I waited until the coach blew her whistle, signaling a water break, before hailing Sam over.

“Hey,” she said, panting as she jogged toward me. “I think I’m getting the hang of this.” She leaned on her stick, taking in deep breaths. “I almost touched the ball once today.”

“Awesome!” I had to hand it to her—she was optimistic if nothing else. Quickly I filled her in on Chase’s and my interview with Quinn.

“So do you think she did it?” Sam asked when I was finished.

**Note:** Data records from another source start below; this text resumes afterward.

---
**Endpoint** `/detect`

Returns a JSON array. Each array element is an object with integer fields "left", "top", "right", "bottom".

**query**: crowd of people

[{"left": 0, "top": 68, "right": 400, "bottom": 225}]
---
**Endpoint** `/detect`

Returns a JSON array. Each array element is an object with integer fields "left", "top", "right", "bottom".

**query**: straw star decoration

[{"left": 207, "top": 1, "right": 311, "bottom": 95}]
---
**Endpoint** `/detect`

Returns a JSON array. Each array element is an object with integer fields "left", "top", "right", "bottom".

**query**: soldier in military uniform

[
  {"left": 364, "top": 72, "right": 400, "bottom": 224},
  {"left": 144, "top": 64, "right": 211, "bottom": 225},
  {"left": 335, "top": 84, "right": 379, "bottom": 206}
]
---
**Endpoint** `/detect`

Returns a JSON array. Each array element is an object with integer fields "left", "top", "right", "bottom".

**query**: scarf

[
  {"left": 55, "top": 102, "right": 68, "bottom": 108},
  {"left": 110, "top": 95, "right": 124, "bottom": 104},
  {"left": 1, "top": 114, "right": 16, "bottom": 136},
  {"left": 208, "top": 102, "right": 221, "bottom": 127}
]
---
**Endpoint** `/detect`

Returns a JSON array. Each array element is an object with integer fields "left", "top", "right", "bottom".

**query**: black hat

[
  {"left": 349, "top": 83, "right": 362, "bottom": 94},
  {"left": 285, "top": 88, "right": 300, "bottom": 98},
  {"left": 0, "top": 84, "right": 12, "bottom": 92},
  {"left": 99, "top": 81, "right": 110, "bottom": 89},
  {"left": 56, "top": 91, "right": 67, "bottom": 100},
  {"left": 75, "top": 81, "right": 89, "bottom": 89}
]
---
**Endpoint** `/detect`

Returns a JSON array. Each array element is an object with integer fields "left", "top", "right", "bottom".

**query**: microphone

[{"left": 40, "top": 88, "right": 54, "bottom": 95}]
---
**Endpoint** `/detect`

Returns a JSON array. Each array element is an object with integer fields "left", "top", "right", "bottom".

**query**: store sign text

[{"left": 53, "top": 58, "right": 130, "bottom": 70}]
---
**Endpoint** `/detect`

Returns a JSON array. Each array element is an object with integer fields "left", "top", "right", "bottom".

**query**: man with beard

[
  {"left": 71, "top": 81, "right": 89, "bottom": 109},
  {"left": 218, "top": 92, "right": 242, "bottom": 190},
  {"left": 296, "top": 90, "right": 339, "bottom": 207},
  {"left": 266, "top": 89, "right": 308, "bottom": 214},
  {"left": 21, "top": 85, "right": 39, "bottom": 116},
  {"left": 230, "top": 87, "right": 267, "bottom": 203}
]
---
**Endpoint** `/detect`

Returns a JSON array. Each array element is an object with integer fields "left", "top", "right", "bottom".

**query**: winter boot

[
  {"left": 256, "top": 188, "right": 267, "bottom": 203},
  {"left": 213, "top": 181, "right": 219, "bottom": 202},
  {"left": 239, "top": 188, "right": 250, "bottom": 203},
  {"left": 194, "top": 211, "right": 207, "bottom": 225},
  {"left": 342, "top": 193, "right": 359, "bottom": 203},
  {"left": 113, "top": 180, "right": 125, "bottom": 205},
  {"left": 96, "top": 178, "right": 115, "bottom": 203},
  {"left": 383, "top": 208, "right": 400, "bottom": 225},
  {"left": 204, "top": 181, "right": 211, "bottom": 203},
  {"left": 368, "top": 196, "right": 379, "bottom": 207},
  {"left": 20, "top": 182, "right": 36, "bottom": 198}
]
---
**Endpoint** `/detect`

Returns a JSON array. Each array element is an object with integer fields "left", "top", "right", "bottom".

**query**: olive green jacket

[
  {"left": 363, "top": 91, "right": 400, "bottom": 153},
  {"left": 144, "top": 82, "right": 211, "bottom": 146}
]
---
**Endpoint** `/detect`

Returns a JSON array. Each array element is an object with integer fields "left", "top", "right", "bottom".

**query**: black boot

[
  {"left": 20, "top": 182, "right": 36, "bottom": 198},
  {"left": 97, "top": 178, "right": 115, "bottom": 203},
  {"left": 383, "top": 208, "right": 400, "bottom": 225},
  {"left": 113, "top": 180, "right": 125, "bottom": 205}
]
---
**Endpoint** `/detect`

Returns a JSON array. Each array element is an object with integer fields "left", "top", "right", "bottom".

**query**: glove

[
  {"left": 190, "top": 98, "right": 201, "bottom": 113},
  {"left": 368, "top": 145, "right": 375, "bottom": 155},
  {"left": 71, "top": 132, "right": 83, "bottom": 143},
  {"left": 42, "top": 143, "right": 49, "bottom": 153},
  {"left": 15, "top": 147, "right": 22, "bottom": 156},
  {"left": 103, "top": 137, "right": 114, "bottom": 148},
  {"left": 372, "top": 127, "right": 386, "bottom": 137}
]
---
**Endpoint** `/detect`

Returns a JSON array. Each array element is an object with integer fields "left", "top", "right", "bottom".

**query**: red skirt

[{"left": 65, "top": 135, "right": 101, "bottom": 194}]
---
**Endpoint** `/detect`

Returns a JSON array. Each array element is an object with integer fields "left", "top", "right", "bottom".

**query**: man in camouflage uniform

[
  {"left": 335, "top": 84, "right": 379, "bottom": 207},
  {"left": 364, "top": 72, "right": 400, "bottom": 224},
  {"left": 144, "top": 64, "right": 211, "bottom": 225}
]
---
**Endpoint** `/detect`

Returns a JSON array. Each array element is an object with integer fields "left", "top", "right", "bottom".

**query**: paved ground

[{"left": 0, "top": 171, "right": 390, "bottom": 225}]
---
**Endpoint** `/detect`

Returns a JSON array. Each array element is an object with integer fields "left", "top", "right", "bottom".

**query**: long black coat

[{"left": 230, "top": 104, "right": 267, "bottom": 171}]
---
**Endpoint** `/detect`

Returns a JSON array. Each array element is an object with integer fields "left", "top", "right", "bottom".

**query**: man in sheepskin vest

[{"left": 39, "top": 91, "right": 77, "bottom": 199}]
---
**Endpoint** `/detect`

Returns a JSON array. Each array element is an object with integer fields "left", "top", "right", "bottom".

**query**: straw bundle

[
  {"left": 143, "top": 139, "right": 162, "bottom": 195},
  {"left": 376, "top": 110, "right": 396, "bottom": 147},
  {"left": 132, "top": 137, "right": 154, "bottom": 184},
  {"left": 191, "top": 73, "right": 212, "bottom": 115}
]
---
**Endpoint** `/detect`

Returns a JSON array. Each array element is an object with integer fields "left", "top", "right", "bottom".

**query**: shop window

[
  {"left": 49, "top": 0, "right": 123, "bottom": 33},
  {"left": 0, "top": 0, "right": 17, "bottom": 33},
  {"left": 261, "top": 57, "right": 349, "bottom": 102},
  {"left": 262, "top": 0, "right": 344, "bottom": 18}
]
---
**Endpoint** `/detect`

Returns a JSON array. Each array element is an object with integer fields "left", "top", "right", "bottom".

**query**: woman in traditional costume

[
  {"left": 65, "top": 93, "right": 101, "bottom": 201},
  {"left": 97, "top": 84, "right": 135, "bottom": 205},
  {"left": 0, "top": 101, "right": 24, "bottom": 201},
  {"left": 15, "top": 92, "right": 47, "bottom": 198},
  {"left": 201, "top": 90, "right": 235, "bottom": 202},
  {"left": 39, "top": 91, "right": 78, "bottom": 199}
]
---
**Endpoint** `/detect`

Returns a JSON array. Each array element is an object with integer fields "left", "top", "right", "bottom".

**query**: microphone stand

I shook my head. “Not sure. Her alibi seems solid enough, but I still like her on motive. Being ratted out to the vice P is a pretty big thing to forgive.”

Sam nodded. “True.”

“But,” I hedged, “Chase has a point about the test answers. It’s just as likely Sydney knew something about who was selling them and the guy killed her to avoid exposure.”

“So you’re going to the football game tonight to find him?”

I nodded, then replayed the plan Chase and I had concocted in the car as we’d driven back from Quinn’s house. It was pretty simple, really. We’d wait until the game started, then hide out where we could watch the mascot room. As soon as the cheat seller showed up to collect his cash and drop off that week’s answers, we’d catch him.

“Wait,” Sam said when I’d finished. “You and Chase are going?”

“Yeah.”

“As in together?”

“Well, kinda . . .”

“As in you’re going to the football game together?”

“I’m not really sure if—”

“Ohmigod. Did Chase ask you out?”

“No!” I made a “pft” sound through my teeth. “God no. We’re going to the game to catch the cheater. It’s a stakeout. That’s it.”

“But he did ask you to go with him, right?”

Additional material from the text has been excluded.